Im zweiten Fall (A. VIII ZR 167/17) war das LG Halle in der Berufung – trotz Vorwurfs eines vorgeschobenen Eigenbedarfs – von einer wirksamen Kündigung des Vermieters ausgegangen. Auch in diesem Fall trugen die Mieter Härtefallgründe vor und verlangten die Fortsetzung des Mietvertrags. Zur Begründung führten sie die zur Pflegestufe II führende Erkrankung eines der beklagten Mieter mit Schizophrenie, Alkoholkrankheit, Inkontinenz, Demenz und Abwehrhaltung an. 

 

Der Mietrechtssenat hält beide Berufungsentscheidungen für zu oberflächlich und mahnt generell zur sorgfältigeren Sachverhaltsaufklärung bei der gesetzlichen Härtefallklausel des § 574 BGB. 

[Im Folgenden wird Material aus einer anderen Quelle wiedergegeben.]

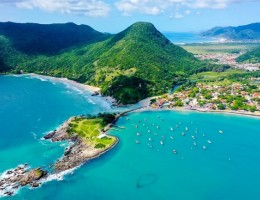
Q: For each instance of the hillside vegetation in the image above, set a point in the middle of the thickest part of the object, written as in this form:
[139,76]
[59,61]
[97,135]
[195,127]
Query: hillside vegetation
[131,65]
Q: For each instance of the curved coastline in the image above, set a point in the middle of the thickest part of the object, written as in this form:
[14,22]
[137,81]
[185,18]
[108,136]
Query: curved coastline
[229,112]
[145,107]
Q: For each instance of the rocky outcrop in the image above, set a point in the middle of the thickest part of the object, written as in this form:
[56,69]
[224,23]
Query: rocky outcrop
[49,135]
[13,179]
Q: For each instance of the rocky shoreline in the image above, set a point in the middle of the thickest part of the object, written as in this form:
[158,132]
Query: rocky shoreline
[13,179]
[76,154]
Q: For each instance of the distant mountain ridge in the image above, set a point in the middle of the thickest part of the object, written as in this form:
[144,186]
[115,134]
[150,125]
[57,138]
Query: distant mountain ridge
[245,32]
[131,65]
[250,57]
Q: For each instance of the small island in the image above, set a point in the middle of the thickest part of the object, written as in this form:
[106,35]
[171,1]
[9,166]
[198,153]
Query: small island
[88,140]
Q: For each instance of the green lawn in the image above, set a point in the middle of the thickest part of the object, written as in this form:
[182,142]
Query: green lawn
[89,130]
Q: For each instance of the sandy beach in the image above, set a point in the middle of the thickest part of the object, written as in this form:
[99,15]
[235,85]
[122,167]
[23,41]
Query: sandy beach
[67,81]
[231,112]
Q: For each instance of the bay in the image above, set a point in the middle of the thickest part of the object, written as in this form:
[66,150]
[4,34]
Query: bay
[227,169]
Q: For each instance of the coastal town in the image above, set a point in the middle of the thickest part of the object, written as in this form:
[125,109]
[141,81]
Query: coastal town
[229,59]
[237,97]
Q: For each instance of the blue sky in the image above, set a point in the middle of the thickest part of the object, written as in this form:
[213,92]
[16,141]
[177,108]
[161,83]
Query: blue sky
[115,15]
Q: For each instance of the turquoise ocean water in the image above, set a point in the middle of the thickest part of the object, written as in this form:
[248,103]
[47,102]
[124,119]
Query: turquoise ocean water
[227,169]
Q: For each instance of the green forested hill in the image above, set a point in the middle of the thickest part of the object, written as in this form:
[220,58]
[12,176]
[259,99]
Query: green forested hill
[250,57]
[131,65]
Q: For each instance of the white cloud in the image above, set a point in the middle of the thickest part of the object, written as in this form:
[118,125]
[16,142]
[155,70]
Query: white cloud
[100,8]
[92,8]
[150,7]
[155,7]
[178,16]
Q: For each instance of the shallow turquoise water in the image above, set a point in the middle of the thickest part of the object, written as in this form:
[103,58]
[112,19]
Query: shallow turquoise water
[228,169]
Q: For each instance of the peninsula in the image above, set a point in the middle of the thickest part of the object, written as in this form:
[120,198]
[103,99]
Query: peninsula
[88,138]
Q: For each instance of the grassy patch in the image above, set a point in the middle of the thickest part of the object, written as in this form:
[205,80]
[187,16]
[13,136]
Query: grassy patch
[88,129]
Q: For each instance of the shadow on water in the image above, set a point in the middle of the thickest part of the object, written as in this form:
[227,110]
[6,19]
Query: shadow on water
[146,180]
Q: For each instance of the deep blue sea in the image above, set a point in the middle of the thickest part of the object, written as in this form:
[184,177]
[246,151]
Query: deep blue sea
[187,38]
[227,169]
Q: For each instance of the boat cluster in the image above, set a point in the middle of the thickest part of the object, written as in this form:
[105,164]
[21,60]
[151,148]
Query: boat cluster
[199,140]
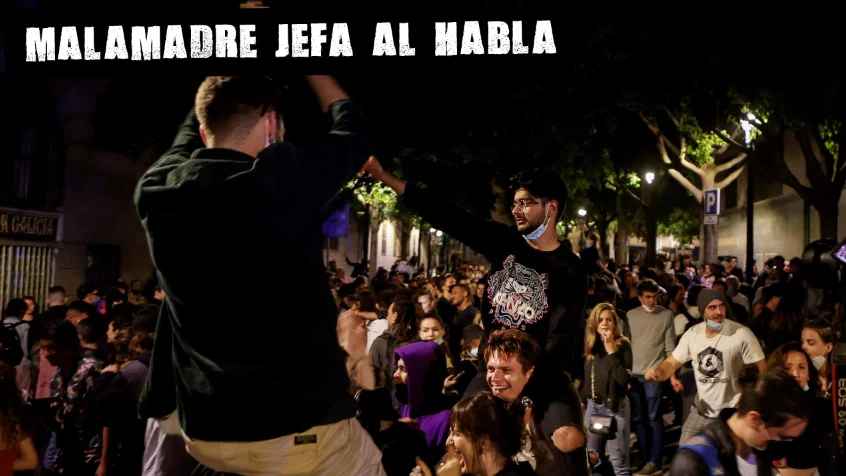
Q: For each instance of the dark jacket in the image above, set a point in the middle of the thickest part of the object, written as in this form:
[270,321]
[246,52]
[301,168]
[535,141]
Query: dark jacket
[612,372]
[540,292]
[221,225]
[687,462]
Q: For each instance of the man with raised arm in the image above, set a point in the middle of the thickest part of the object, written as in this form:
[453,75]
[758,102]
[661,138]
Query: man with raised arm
[536,285]
[228,210]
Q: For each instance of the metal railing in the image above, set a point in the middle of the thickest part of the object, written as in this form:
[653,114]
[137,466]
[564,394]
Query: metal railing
[26,271]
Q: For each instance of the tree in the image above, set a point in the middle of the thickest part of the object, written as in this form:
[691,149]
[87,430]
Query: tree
[700,152]
[812,112]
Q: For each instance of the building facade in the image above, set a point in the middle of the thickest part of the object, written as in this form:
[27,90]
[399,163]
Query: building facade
[782,225]
[66,211]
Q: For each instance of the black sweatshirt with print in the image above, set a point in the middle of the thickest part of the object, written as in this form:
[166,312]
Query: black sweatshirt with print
[540,292]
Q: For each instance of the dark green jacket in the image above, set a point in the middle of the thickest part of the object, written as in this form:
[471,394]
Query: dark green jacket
[246,345]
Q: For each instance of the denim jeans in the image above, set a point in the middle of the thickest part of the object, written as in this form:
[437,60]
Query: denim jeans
[645,398]
[618,441]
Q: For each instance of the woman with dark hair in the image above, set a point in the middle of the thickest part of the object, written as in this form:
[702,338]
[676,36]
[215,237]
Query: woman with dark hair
[402,328]
[772,408]
[17,451]
[485,434]
[818,339]
[810,451]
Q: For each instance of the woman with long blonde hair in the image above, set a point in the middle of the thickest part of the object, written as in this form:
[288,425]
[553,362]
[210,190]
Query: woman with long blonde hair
[608,369]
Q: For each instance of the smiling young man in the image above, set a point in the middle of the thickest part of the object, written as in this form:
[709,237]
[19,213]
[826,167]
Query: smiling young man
[536,285]
[719,348]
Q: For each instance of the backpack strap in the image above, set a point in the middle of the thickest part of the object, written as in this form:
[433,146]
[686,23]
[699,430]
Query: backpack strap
[704,447]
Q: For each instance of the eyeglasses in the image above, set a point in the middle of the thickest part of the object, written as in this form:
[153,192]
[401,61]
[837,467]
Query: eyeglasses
[524,203]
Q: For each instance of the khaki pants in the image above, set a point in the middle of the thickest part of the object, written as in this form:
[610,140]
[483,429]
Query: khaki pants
[336,449]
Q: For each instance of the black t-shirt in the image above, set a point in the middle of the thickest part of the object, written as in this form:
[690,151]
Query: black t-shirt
[540,292]
[611,372]
[465,318]
[225,377]
[808,451]
[445,310]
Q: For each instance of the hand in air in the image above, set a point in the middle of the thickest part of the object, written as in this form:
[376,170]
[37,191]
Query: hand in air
[651,375]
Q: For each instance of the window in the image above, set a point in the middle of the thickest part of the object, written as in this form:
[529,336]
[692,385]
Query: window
[398,239]
[102,265]
[331,243]
[32,170]
[384,233]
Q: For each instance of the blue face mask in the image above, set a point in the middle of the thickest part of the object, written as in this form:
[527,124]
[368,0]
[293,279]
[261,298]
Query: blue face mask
[533,236]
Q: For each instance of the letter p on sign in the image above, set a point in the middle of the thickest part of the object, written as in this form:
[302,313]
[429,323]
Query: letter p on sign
[712,201]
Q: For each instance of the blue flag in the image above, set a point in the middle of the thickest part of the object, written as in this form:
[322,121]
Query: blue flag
[338,223]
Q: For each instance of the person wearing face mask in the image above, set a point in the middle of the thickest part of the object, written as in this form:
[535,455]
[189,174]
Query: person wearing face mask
[536,285]
[812,450]
[466,368]
[229,159]
[719,348]
[485,435]
[772,408]
[818,339]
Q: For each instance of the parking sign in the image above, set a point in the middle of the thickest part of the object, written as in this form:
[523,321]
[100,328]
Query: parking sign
[712,201]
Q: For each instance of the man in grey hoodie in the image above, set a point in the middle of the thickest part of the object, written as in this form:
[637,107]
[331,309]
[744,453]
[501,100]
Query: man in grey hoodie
[653,339]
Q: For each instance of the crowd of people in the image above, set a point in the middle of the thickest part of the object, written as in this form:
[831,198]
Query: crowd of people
[548,360]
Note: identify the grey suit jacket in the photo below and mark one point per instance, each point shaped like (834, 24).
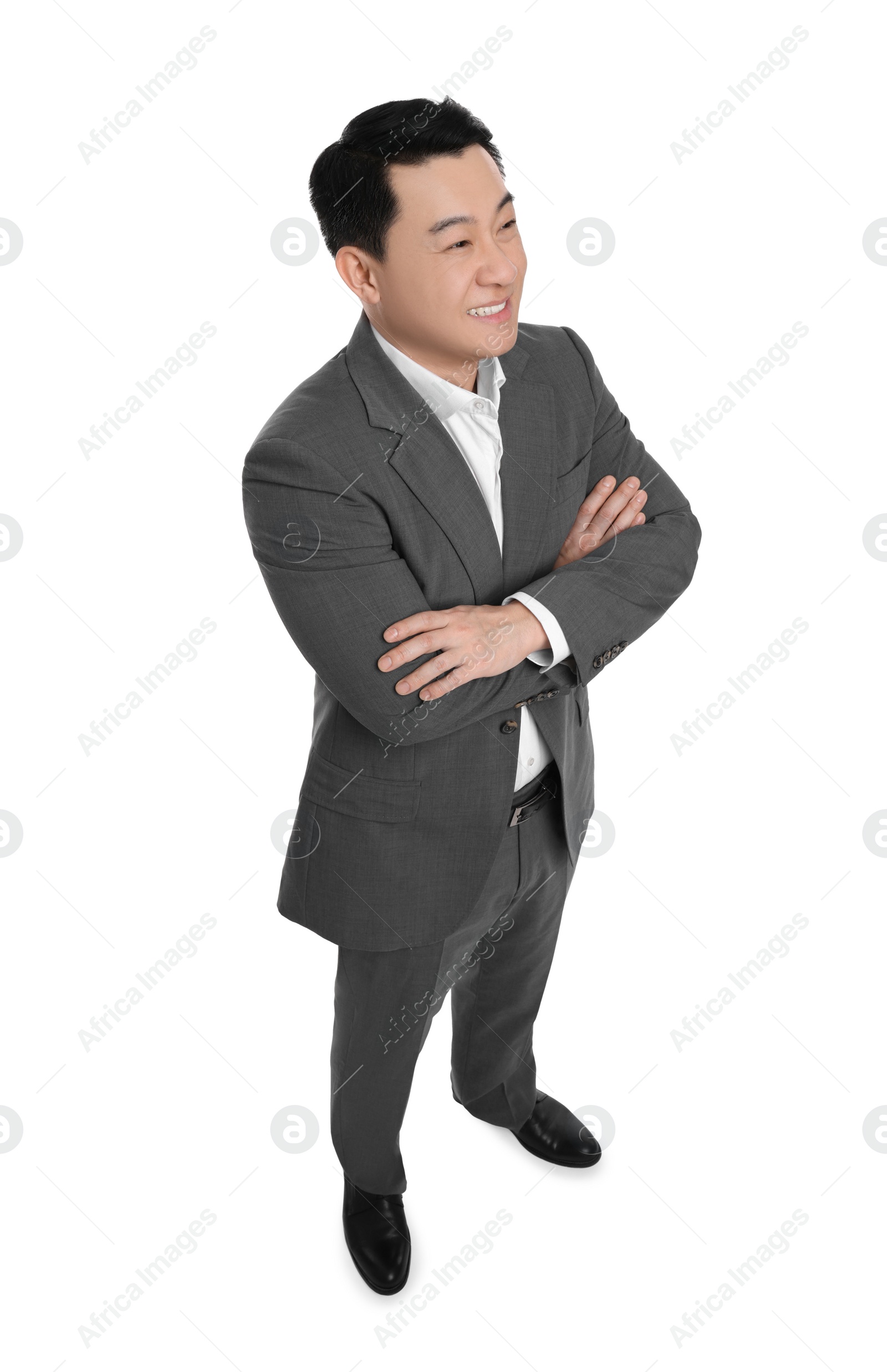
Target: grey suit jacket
(361, 511)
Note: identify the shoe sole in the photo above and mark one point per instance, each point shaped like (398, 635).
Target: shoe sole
(560, 1163)
(371, 1284)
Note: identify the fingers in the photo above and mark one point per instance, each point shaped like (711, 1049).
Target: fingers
(623, 518)
(595, 500)
(459, 666)
(410, 651)
(625, 503)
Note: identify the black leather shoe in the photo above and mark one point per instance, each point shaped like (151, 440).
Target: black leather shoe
(376, 1237)
(555, 1134)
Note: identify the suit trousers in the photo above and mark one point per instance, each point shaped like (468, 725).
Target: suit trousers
(495, 966)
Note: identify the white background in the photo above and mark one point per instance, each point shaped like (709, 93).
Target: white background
(717, 847)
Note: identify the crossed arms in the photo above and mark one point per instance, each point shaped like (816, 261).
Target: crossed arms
(344, 600)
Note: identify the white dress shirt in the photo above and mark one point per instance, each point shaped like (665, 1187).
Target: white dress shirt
(471, 420)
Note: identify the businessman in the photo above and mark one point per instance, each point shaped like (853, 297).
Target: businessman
(460, 533)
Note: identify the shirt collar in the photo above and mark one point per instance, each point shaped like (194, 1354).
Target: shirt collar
(444, 397)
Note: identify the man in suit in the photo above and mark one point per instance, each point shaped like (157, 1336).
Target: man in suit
(460, 533)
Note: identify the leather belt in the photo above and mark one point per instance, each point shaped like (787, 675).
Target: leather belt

Legt der Mieter ein ärztliches Attest vor, aus dem sich die Gefahr einer Gesundheitsverschlechterung bei einem Umzug ergibt, muss das Gericht im Regelfall ein gerichtliches Sachverständigengutachten zur Konkretisierung einholen. Nur ein Fachgutachter könne die Erkrankungen und Umzugsfolgen konkret genug klären und gleichzeitig begleitende ärztliche/therapeutische Maßnahmen zur Minderung des Risikos vorschlagen.